Welcome to State of AI Pulse — Single Most Noteworthy Paper Summary in Each Issue!
LLM in a flash: Efficient Inference with Limited Memory by Apple
Introducing State of AI Pulse
Welcome to the first issue of "State of AI Pulse." Our goal is simple: each issue will focus on breaking down one important AI or Machine Learning paper. We aim to provide clear, in-depth analysis so that our readers, whether they're professionals, academics, or enthusiasts, can easily understand key developments in the field. In this issue, we start with a new paper by Apple, that suggests a new way to overcome limitations of current LLMs. Let's dive in.
LLM in a Flash: Efficient Large Language Model Inference with Limited Memory
Authors: Keivan Alizadeh, Iman Mirzadeh, Dmitry Belenko, Karen Khatamifard, Minsik Cho, Carlo C Del Mundo, Mohammad Rastegari, Mehrdad Farajtabar
Source and references: https://arxiv.org/abs/2312.11514
Flash and the Big Language Model
As the age of large language models (LLMs) dawns, we're seeing models like GPT-3, OPT, and PaLM make breakthroughs in natural language processing performance. However, their enormous size and computational requirements present roadblocks, especially for devices with limited DRAM capacity.
To overcome these limitations, the authors of this paper propose storing model parameters on flash memory and loading only essential data to DRAM on-demand. This innovative approach allows devices to run models up to twice their available DRAM size while significantly boosting inference speeds.
Why Flash Memory is the Key
Using flash memory isn't without its challenges. Flash storage offers high capacity but lower bandwidth and response times compared to DRAM. Furthermore, random read throughput is less efficient when working with smaller chunks of data.
The researchers propose two complementary techniques to address this issue:
Reducing the amount of data transferred between flash and DRAM by leveraging the high sparsity found in LLMs' Feed-Forward Network (FFN) layers.
Increasing data chunk sizes to improve flash memory throughput.
By exploiting sparsity and employing efficient memory management strategies, the authors can load only around 2% of the FFN layer from flash for each inference query.
Harnessing the Power of Sparsity
The groundbreaking work of this paper lies in its use of sparsity. Models like OPT exhibit 90% sparsity, allowing for selective loading of only the necessary parameters from flash memory to DRAM during inference.
The authors also employ a sliding window technique to manage neuron data. This approach stores neuron data for only a recent subset of input tokens in memory, freeing up memory resources previously allocated to older, no-longer-needed tokens. As the number of tokens in the window increases, the volume of data loaded for each new token decreases, optimizing memory usage within DRAM capacity constraints.
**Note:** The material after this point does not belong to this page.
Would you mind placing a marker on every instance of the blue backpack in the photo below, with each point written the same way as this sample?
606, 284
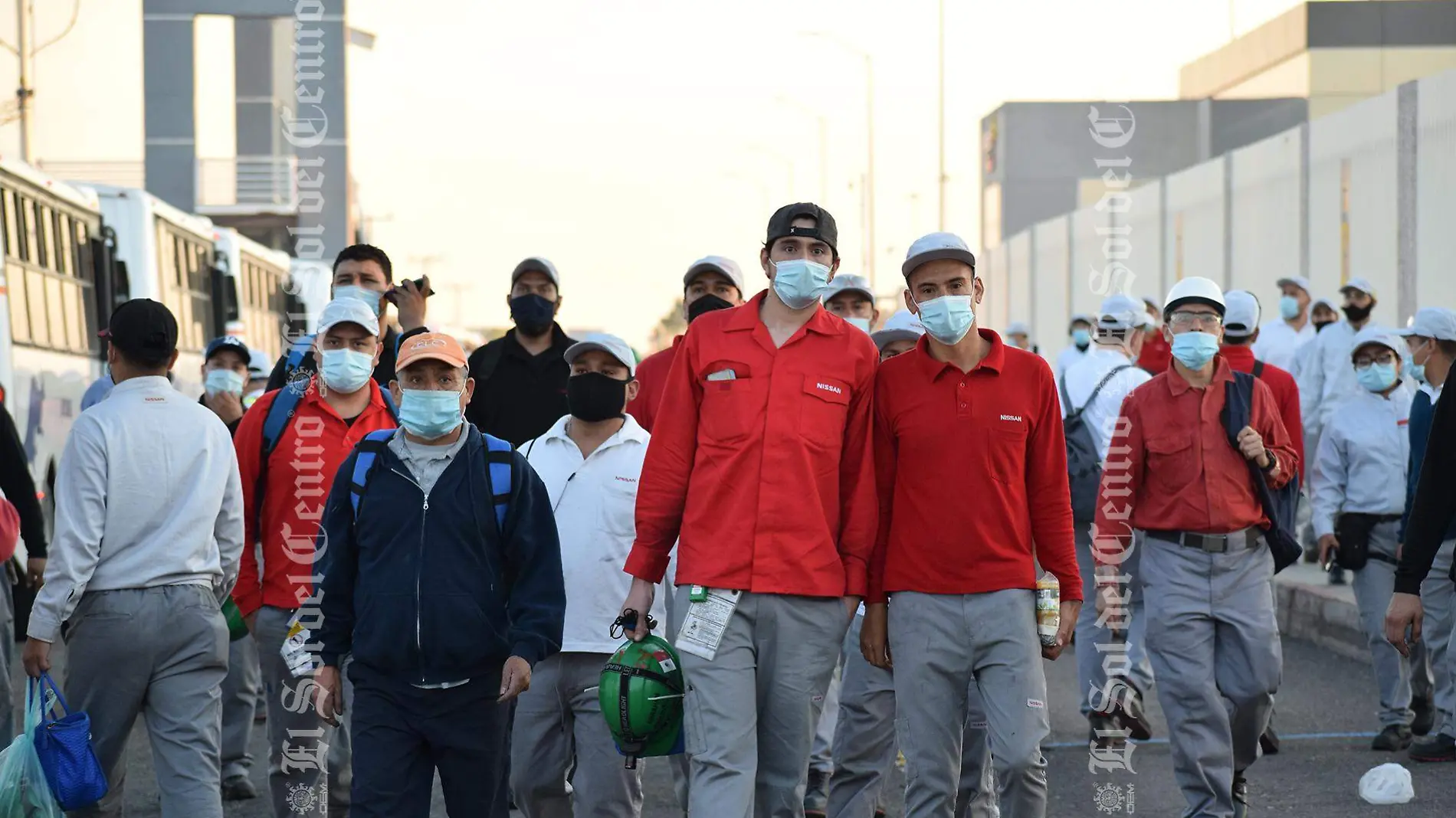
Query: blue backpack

Optimizing Data Chunk Sizes
To further improve flash memory throughput, the researchers propose bundling rows and columns in the upward and downward projection layers. By storing corresponding columns and rows together in flash memory, data chunks can be consolidated for more efficient reading. This increases the size of the chunks being read, boosting flash memory throughput.
Though initial attempts to bundle neurons based on co-activation fell short, the authors present this as a potential area of study for more effective bundling and leveraging neuron data in future research.
Efficient DRAM Data Management
To further optimize memory-centered performance, authors suggest preallocating memory and establishing a corresponding data structure for efficient management. This data structure includes elements like pointers, matrix, and bias, reducing overhead and DRAM transfer costs.
By combining sparsity-focused techniques with hardware-conscious design and context-adaptive loading, the authors have paved the way for efficient LLM inference on limited-memory devices.
The Flashy Results
Applying these techniques enables running models up to twice the size of available DRAM, with a 4-5x increase in inference speed on CPUs and a 20-25x increase on GPUs. This is a significant achievement considering the prevailing practice of loading the entire model into memory for inference.
The authors successfully tackle the challenge of running large language models exceeding DRAM capacity by exploiting sparsity, intelligently managing memory, and optimizing data transfer. With this ground-breaking work, they demonstrate that efficient LLM inference is possible even on devices with limited memory, making these powerful models accessible to a broader range of applications and devices.